4/23/2014 10:48:18 PM
Statement issued by Reserve Bank Governor Graeme Wheeler:
New Zealand’s economic expansion has considerable momentum, with GDP estimated to have grown by 3.5 percent in the year to March. Growth is gradually increasing in New Zealand’s trading partners, but inflation in those economies remains low. Global financial conditions continue to be very accommodating.
Prices for New Zealand’s export commodities remain very high, though auction prices for dairy products have fallen by 20 percent in recent months. Domestically, the extended period of low interest rates and strong growth in construction sector activity are supporting the recovery. Net immigration continues to increase, boosting housing and consumer demand. Confidence remains very high among households and businesses, and measures of investment and employment intentions are positive.
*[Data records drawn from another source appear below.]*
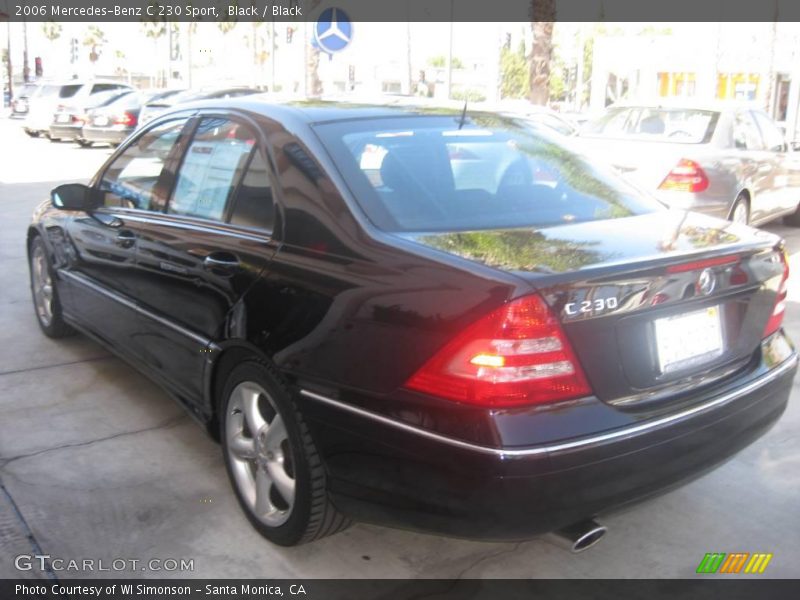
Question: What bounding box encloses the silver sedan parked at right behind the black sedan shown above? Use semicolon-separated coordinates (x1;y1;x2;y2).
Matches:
576;105;800;226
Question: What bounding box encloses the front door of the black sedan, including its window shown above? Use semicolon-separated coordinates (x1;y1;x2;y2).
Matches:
64;118;188;358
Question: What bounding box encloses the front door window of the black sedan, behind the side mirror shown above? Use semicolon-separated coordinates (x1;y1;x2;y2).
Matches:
100;119;186;212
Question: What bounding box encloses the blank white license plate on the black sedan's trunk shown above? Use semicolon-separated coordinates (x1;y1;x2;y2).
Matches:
655;306;723;373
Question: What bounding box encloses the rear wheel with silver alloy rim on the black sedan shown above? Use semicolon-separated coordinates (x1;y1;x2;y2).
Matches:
220;361;350;546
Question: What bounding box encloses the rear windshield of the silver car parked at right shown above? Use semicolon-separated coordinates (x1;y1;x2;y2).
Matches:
581;107;719;144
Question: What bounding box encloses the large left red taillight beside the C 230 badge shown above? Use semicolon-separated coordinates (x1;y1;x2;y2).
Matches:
405;295;592;407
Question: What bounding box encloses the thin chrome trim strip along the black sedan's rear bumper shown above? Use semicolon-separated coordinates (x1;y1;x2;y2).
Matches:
300;352;798;459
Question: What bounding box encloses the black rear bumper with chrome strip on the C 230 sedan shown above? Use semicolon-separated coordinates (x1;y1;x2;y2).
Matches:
304;332;797;540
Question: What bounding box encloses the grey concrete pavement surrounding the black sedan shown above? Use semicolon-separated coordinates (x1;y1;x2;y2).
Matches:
0;113;800;579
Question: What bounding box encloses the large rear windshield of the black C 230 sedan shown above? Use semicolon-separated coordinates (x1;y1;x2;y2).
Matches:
316;116;663;232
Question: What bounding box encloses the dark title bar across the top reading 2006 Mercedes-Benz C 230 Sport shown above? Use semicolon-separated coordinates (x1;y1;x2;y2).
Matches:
0;0;800;22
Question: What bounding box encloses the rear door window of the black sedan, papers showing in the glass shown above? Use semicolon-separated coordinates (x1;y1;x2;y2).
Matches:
167;118;256;220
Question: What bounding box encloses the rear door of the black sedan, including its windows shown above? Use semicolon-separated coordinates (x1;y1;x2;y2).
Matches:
128;114;277;400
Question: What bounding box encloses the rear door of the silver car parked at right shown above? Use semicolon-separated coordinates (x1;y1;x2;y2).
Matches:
730;110;776;223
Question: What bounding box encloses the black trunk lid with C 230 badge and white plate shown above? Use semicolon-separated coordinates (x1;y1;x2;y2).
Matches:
396;211;783;405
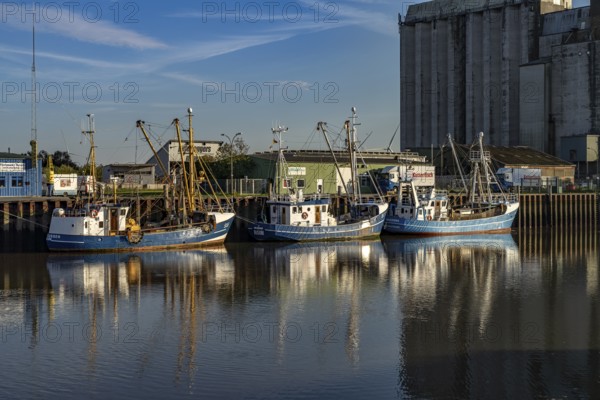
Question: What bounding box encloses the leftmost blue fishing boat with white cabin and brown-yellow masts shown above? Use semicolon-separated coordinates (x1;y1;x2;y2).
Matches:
46;108;235;252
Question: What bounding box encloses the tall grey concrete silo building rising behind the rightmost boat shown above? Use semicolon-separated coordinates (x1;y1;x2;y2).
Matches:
399;0;600;173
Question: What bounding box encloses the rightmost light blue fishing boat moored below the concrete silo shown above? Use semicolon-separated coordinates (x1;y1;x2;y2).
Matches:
384;133;519;235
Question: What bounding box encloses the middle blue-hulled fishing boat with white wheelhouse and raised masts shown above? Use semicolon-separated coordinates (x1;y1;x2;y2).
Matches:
247;107;388;242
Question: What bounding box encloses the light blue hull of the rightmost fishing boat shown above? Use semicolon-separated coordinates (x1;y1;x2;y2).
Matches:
383;208;518;236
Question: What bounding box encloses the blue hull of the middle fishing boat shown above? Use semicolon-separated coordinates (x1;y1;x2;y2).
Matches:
248;213;385;242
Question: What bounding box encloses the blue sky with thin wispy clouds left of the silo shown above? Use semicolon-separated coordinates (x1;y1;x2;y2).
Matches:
0;0;589;165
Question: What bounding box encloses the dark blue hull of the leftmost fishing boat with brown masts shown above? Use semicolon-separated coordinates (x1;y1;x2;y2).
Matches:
46;214;235;252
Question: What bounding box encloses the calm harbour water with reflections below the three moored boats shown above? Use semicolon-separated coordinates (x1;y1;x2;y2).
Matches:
0;225;600;399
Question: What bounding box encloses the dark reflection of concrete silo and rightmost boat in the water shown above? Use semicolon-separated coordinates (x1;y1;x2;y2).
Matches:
386;233;600;399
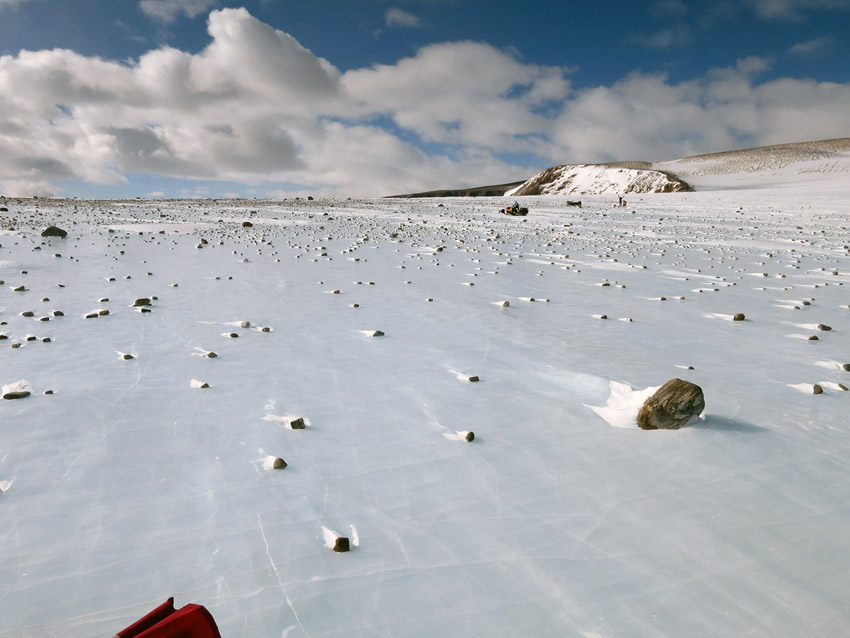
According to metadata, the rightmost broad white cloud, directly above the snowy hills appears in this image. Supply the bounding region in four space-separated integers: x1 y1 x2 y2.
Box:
551 58 850 161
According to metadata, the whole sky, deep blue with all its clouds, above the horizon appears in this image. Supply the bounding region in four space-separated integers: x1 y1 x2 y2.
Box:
0 0 850 197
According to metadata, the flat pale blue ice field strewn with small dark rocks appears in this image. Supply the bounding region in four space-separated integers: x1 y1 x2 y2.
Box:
0 173 850 638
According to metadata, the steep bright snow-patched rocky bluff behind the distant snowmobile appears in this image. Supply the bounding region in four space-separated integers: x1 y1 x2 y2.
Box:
506 164 691 196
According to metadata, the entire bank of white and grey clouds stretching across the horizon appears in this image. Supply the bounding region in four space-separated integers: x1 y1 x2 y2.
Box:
0 6 850 196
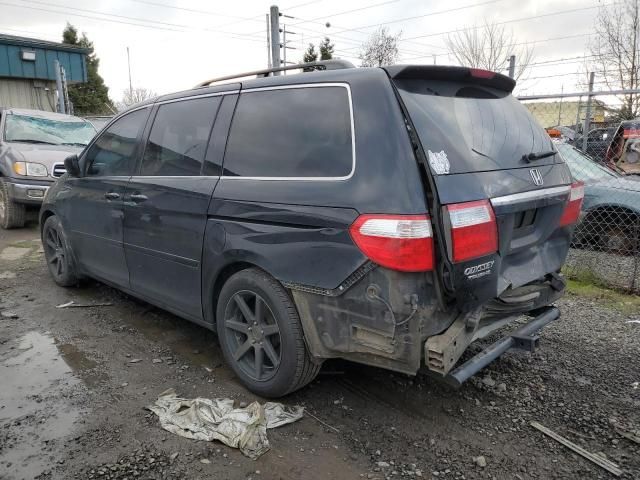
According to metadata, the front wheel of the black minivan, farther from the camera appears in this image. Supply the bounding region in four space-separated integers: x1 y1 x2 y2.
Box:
42 215 80 287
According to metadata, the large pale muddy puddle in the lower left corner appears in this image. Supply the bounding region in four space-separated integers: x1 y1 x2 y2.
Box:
0 331 95 478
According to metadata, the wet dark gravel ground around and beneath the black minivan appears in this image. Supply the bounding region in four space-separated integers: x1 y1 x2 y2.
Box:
0 227 640 480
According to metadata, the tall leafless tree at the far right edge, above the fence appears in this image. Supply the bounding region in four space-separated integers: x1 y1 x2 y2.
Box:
587 0 640 120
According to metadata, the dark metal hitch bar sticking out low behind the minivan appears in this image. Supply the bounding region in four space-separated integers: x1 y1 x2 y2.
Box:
445 307 560 387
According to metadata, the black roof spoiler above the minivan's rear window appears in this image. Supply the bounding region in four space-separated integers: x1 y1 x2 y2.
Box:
384 65 516 92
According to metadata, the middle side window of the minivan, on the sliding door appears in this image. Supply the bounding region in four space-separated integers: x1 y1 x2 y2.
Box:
140 97 220 176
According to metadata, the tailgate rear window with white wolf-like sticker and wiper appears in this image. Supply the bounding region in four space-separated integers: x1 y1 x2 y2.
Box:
395 79 561 174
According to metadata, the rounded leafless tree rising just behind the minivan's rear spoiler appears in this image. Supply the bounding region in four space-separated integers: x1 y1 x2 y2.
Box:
445 21 533 79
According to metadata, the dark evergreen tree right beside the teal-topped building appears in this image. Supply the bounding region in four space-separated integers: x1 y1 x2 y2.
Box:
62 23 114 115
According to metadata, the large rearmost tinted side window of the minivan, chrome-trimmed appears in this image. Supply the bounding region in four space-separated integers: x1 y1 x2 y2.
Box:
224 87 353 177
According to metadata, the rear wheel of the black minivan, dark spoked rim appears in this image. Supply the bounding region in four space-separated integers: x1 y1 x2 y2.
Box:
216 268 321 398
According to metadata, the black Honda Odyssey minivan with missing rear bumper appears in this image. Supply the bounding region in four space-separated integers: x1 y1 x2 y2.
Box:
40 61 583 397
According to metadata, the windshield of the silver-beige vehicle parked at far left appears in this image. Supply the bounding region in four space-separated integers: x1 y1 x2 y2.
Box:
4 114 96 146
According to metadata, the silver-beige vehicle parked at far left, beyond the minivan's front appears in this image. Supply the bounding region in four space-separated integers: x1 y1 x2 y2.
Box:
0 108 96 229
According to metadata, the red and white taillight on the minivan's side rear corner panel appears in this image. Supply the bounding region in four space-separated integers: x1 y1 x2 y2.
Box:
349 215 433 272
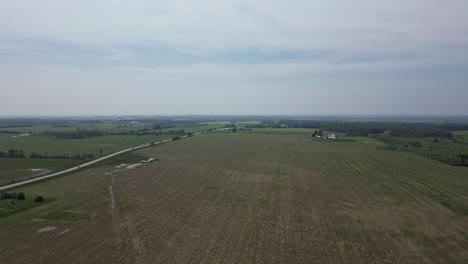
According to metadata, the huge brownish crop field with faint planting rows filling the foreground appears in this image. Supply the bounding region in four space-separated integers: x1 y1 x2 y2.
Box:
0 129 468 263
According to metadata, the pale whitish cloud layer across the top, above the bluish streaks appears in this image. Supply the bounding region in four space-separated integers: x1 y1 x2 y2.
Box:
0 0 468 53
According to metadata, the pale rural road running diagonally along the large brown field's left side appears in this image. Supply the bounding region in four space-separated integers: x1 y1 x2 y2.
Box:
0 132 197 191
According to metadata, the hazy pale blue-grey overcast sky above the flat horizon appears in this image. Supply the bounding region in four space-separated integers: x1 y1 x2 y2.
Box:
0 0 468 116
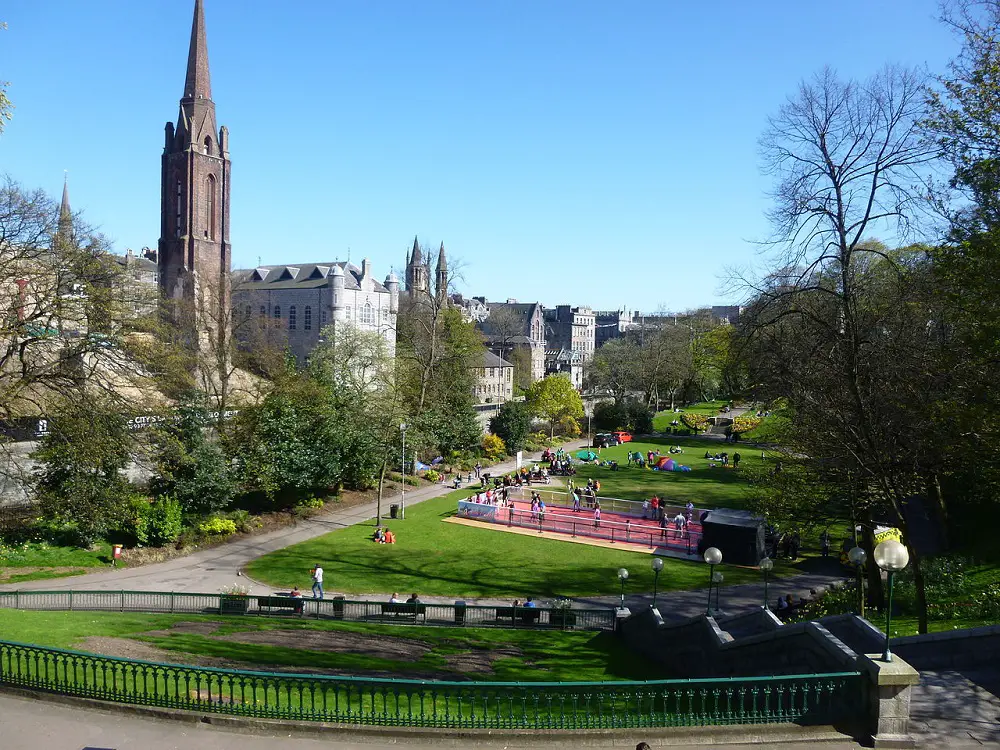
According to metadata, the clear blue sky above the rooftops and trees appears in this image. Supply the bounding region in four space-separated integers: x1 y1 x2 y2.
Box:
0 0 957 311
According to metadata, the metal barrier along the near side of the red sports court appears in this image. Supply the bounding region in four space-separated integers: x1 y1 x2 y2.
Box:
458 500 701 555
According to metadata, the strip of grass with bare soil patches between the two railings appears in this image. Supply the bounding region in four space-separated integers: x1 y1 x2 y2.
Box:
0 610 662 682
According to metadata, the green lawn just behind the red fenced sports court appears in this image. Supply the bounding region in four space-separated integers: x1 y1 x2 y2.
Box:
577 437 761 508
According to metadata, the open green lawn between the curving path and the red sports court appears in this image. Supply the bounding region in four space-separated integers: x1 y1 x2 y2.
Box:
247 490 759 599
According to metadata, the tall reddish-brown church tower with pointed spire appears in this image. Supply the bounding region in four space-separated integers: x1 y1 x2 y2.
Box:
159 0 231 344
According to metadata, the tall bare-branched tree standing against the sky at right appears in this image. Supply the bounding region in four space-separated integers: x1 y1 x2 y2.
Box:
748 67 937 627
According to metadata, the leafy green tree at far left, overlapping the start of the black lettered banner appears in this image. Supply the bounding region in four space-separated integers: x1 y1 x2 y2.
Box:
32 394 134 546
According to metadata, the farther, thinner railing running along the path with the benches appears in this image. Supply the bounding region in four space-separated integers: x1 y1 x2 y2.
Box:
0 591 615 630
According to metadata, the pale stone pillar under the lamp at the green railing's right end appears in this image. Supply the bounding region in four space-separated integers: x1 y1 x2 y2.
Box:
859 654 920 748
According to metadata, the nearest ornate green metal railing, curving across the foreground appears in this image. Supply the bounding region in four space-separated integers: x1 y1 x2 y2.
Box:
0 641 866 729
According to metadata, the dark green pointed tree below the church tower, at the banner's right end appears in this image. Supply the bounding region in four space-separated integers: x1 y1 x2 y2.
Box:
150 391 236 514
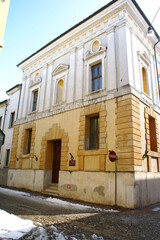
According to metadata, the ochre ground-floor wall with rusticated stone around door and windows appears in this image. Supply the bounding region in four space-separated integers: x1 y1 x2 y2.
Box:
10 94 160 172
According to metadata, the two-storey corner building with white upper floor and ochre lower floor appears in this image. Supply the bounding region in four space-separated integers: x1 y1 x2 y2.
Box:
8 0 160 208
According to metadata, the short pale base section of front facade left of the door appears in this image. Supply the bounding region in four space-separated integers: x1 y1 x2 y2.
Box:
7 169 44 192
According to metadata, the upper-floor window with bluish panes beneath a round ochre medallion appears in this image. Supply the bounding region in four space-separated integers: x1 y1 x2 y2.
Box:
92 63 102 91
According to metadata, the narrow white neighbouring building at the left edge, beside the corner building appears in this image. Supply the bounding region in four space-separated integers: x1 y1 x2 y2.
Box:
0 84 21 186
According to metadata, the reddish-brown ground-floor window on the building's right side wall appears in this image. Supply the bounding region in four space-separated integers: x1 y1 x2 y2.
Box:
149 116 157 152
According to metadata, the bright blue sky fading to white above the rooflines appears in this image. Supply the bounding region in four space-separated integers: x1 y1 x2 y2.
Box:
0 0 160 101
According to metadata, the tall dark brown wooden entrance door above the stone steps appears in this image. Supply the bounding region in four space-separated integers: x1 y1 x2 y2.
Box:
52 140 61 183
Spare capacity is being absorbed, and inflationary pressures are becoming apparent, especially in construction and other non-tradable sectors. The high exchange rate remains a headwind to the tradables sector, and along with low import price inflation has been holding down tradables inflation. The Bank does not believe the current level of the exchange rate is sustainable.
There has been some moderation in the housing market. Restrictions on high loan-to-value ratio mortgage lending are easing pressure, and rising interest rates will have a further moderating influence. However, the increase in net immigration is adding to housing demand.
Headline inflation is moderate, but inflationary pressures are increasing and are expected to continue doing so over the next two years. In this environment it is important that inflation expectations remain contained. To achieve this it is necessary to raise interest rates towards a level at which they are no longer adding to demand. The speed and extent to which the OCR will be raised will depend on economic data and our continuing assessment of emerging inflationary pressures, including the extent to which the high exchange rate leads to lower inflationary pressure.
By increasing the OCR as needed to keep future average inflation near the 2 percent target mid-point, the Bank is seeking to ensure that the economic expansion can be sustained.